J.-P.B. En 1981, c'était différent, les Français ne disposaient que de cinq radios en tout. La FM a été un succès parce que l'offre était jusque-là très pauvre. A partir du moment où l'offre est très riche, comme c'est le cas aujourd'hui, la RNT n'apporte rien de spécifique comparé aux coûts de diffusion supplémentaires que nous devrions supporter. Dans toutes les villes il y a au moins dix ou douze radios. C'est quoi la RNT? C'est pour mettre dans le Larzac, en Lozère, où il n'y a peut-être que cinq radios? Comment vont-elles vivre? S'il n'y en a que cinq aujourd'hui, c'est que le marché publicitaire ne permet pas d'en faire vivre plus. Face à la radio sur Internet, la RNT est une technologie qui arrive trop tard, c'est obsolète.

 

Comment voyez-vous l'avenir? Envisagez-vous de prendre votre retraite?

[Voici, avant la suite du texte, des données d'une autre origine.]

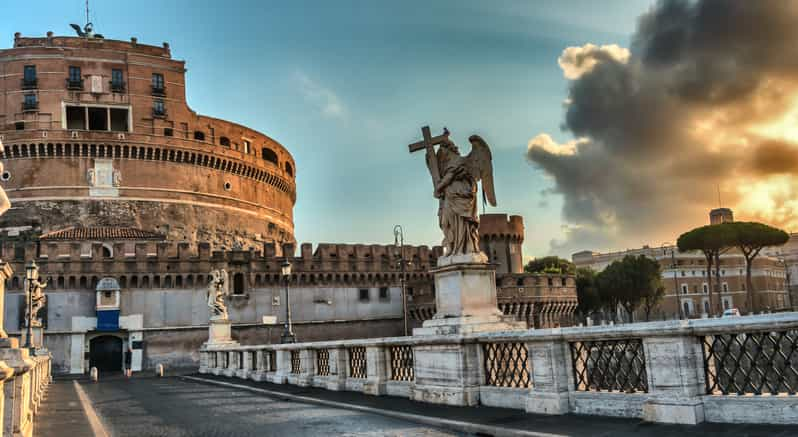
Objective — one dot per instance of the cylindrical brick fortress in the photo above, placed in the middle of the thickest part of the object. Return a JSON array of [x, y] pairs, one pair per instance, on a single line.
[[98, 133]]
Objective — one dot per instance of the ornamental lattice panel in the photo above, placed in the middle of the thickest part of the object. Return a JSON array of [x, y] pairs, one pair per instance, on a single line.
[[506, 364], [295, 362], [609, 365], [402, 363], [323, 362], [751, 363], [357, 362]]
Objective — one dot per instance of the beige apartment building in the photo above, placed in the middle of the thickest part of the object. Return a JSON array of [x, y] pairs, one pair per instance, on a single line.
[[686, 282]]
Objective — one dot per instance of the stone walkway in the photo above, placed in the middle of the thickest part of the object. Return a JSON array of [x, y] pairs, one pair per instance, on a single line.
[[501, 421], [145, 406], [60, 413]]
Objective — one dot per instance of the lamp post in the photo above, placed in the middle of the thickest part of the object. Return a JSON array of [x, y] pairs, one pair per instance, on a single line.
[[787, 278], [31, 274], [288, 334], [399, 242]]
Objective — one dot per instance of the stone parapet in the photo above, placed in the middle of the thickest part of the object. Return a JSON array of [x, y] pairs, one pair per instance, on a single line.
[[668, 372]]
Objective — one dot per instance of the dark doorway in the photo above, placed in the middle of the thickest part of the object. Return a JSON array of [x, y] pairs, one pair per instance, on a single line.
[[105, 353]]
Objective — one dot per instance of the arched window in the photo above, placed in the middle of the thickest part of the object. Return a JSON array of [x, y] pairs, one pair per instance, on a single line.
[[269, 155], [238, 283]]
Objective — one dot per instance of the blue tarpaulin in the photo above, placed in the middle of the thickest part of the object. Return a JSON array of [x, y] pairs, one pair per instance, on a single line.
[[108, 320]]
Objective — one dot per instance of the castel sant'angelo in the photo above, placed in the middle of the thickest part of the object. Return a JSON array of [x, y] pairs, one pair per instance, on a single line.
[[126, 199]]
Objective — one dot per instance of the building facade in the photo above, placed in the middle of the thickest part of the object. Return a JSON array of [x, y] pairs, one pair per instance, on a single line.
[[98, 133], [127, 199], [685, 278]]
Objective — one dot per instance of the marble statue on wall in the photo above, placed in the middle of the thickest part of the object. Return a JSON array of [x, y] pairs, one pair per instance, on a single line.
[[455, 178], [5, 204], [218, 290], [38, 299]]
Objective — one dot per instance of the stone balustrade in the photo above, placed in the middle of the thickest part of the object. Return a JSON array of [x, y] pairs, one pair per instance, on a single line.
[[23, 390], [740, 369]]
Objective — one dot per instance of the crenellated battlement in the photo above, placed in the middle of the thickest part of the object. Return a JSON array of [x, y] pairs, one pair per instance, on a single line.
[[80, 264]]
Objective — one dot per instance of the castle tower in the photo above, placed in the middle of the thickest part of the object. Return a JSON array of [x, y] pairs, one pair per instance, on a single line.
[[720, 215], [501, 239]]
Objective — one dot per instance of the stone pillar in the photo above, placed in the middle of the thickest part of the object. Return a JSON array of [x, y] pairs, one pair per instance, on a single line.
[[550, 385], [674, 366], [447, 373], [376, 372], [306, 366], [337, 379], [283, 367], [204, 361], [259, 374]]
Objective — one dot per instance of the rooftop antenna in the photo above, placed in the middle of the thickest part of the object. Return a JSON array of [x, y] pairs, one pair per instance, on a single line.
[[88, 30]]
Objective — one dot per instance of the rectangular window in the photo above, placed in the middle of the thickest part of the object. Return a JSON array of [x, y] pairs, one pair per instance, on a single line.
[[76, 118], [30, 103], [29, 77], [117, 80], [98, 118], [158, 109], [119, 120], [75, 80], [157, 83]]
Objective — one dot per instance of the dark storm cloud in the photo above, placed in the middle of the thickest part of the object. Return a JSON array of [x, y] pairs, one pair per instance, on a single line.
[[667, 125]]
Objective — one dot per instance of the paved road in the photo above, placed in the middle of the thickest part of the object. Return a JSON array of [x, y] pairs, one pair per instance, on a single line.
[[145, 406]]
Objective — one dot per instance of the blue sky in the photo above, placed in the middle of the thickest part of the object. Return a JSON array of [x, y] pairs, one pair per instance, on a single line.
[[346, 85]]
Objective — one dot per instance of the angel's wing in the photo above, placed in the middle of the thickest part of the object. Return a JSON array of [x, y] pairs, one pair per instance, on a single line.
[[78, 29], [480, 165], [226, 282]]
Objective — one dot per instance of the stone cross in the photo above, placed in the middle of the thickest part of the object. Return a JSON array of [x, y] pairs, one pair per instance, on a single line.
[[429, 144]]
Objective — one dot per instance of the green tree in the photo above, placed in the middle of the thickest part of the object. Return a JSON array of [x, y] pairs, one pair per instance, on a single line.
[[587, 292], [712, 241], [750, 238], [629, 282], [550, 264]]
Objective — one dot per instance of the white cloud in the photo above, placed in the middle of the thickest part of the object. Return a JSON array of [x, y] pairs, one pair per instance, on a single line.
[[546, 143], [576, 61], [323, 98]]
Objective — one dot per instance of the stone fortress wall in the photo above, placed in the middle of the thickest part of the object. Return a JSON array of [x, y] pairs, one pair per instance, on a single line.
[[130, 152]]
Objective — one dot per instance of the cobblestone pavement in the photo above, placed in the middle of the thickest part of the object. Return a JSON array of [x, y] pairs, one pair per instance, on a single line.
[[147, 406]]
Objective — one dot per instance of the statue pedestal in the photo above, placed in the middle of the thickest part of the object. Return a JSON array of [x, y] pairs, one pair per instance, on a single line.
[[219, 333], [465, 298]]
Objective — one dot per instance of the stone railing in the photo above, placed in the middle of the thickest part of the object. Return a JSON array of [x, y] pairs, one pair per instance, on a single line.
[[23, 390], [741, 369]]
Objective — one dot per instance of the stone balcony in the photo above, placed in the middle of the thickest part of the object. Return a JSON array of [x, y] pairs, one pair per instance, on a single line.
[[716, 370]]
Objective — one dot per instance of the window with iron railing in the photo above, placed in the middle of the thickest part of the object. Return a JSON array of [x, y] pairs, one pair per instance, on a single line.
[[74, 81], [29, 77], [30, 103], [158, 87], [158, 108], [117, 81]]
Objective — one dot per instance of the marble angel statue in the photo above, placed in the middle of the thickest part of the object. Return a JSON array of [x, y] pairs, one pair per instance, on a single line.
[[218, 290], [455, 180]]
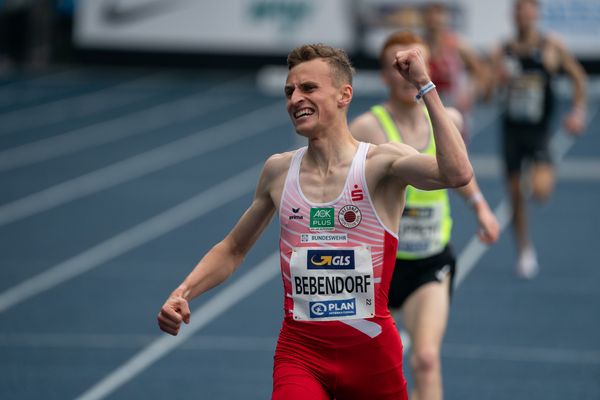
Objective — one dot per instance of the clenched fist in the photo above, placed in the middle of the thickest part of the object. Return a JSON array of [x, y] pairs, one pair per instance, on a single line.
[[175, 311], [411, 65]]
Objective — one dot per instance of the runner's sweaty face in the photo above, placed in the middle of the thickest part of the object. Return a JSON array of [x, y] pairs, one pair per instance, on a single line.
[[313, 98]]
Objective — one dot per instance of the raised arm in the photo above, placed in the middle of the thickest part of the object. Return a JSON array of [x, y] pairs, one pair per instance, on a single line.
[[451, 166], [223, 259], [574, 121]]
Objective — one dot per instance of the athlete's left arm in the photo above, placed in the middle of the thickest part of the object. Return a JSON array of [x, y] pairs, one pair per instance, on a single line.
[[574, 121], [223, 258], [451, 166]]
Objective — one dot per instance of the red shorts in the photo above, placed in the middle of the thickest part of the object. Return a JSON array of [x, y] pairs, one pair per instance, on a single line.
[[331, 360]]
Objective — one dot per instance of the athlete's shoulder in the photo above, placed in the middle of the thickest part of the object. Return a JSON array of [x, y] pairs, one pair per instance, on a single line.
[[278, 162], [366, 128], [391, 150]]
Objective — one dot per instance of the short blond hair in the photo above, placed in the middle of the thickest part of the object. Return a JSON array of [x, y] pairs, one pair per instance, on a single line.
[[400, 38], [341, 67]]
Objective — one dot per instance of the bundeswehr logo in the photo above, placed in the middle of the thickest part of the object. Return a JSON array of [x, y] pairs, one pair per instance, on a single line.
[[322, 218]]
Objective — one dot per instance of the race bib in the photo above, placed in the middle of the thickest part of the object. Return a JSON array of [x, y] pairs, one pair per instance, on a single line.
[[421, 230], [332, 284], [526, 98]]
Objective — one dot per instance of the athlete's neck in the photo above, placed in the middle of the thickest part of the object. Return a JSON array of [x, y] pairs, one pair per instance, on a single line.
[[326, 152]]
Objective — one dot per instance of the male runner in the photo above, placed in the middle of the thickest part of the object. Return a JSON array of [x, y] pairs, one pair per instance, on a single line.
[[526, 66], [425, 264], [337, 202]]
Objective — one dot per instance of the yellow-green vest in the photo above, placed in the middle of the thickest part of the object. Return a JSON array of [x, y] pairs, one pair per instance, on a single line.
[[412, 241]]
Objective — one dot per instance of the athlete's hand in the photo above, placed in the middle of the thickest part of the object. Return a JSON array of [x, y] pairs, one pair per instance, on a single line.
[[175, 311], [574, 122], [489, 229], [411, 65]]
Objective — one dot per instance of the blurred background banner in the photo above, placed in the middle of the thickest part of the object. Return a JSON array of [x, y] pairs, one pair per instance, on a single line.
[[577, 22], [482, 23], [224, 26]]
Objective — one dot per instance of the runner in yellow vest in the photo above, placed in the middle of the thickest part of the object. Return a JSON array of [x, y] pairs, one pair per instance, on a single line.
[[425, 265]]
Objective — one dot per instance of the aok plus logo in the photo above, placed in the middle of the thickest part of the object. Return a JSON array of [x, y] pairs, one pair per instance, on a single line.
[[330, 259], [322, 218]]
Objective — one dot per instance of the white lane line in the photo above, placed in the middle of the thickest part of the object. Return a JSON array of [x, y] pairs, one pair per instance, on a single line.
[[118, 128], [267, 344], [80, 105], [584, 169], [230, 132], [136, 236], [203, 315], [521, 354]]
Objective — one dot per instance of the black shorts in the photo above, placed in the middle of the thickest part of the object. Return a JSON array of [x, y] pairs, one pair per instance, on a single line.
[[409, 275], [521, 143]]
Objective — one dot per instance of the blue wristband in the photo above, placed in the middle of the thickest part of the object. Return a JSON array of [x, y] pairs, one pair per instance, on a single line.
[[425, 89]]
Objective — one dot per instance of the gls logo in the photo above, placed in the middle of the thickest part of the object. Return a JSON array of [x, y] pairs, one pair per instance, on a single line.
[[330, 259]]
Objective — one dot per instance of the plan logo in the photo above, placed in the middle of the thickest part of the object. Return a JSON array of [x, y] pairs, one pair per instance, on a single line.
[[332, 308]]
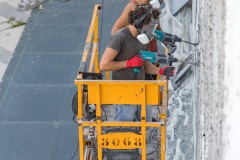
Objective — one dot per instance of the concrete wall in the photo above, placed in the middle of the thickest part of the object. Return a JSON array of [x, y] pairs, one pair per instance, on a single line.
[[210, 102]]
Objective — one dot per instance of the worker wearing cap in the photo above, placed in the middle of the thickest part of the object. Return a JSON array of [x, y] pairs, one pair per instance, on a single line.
[[121, 56]]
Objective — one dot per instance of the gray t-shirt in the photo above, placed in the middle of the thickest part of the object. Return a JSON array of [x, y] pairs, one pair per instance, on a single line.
[[127, 46]]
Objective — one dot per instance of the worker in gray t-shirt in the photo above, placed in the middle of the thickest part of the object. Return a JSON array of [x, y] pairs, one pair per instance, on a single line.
[[121, 56]]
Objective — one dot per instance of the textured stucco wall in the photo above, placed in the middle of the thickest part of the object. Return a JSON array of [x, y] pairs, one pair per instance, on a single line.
[[210, 102]]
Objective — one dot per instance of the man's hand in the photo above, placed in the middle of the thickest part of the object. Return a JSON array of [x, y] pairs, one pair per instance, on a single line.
[[167, 71], [135, 62]]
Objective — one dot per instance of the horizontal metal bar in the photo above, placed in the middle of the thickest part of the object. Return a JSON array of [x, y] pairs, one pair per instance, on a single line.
[[121, 124]]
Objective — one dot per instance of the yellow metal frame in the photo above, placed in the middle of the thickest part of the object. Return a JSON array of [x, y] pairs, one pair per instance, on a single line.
[[100, 92]]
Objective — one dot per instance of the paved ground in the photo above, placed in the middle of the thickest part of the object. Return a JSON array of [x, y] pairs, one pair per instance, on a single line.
[[10, 37]]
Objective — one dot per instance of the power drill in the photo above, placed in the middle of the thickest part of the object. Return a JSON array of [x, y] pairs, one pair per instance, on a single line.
[[167, 37], [155, 58]]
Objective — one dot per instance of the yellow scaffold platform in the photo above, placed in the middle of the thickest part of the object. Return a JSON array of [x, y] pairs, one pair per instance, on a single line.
[[105, 92]]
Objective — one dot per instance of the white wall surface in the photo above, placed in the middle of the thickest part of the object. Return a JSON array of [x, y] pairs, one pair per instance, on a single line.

J.-P.B. Je m'occupe déjà moins de l'opérationnel. Pour ça, j'ai une équipe, menée par Maryam Salehi. A mon âge [66 ans], j'ai envie de faire des choses qui m'amusent, de développer de nouveaux produits, comme les webradios et les nouvelles chaînes de télé. Les webradios, c'est mon bébé. Il y a plusieurs années déjà, malgré des réticences internes – on me disait que je perdrais de l'argent avec ça – j'y croyais. Aujourd'hui, les audiences me donnent raison. C'est pour cela que je crois beaucoup à l'écoute de la radio sur Internet. Non, je n'envisage pas la retraite, tant que je m'amuse.

 

Vous êtes contre la retraite?

J.-P.B. La retraite, c'est très franco-français. Entre les grèves et la retraite, notre pays a une image déplorable à l'étranger, une image de fainéant total. Personnellement, le jour où je m'ennuierai, je ferai autre chose. Autre chose, mais pas la retraite. S'arrêter, c'est la mort. Vous savez que les gens qui vivent le plus vieux au monde sont les habitants de Hongkong, et pourtant c'est une des villes les plus polluées du monde. Pourquoi? Parce qu'ils travaillent jusqu'à leur mort.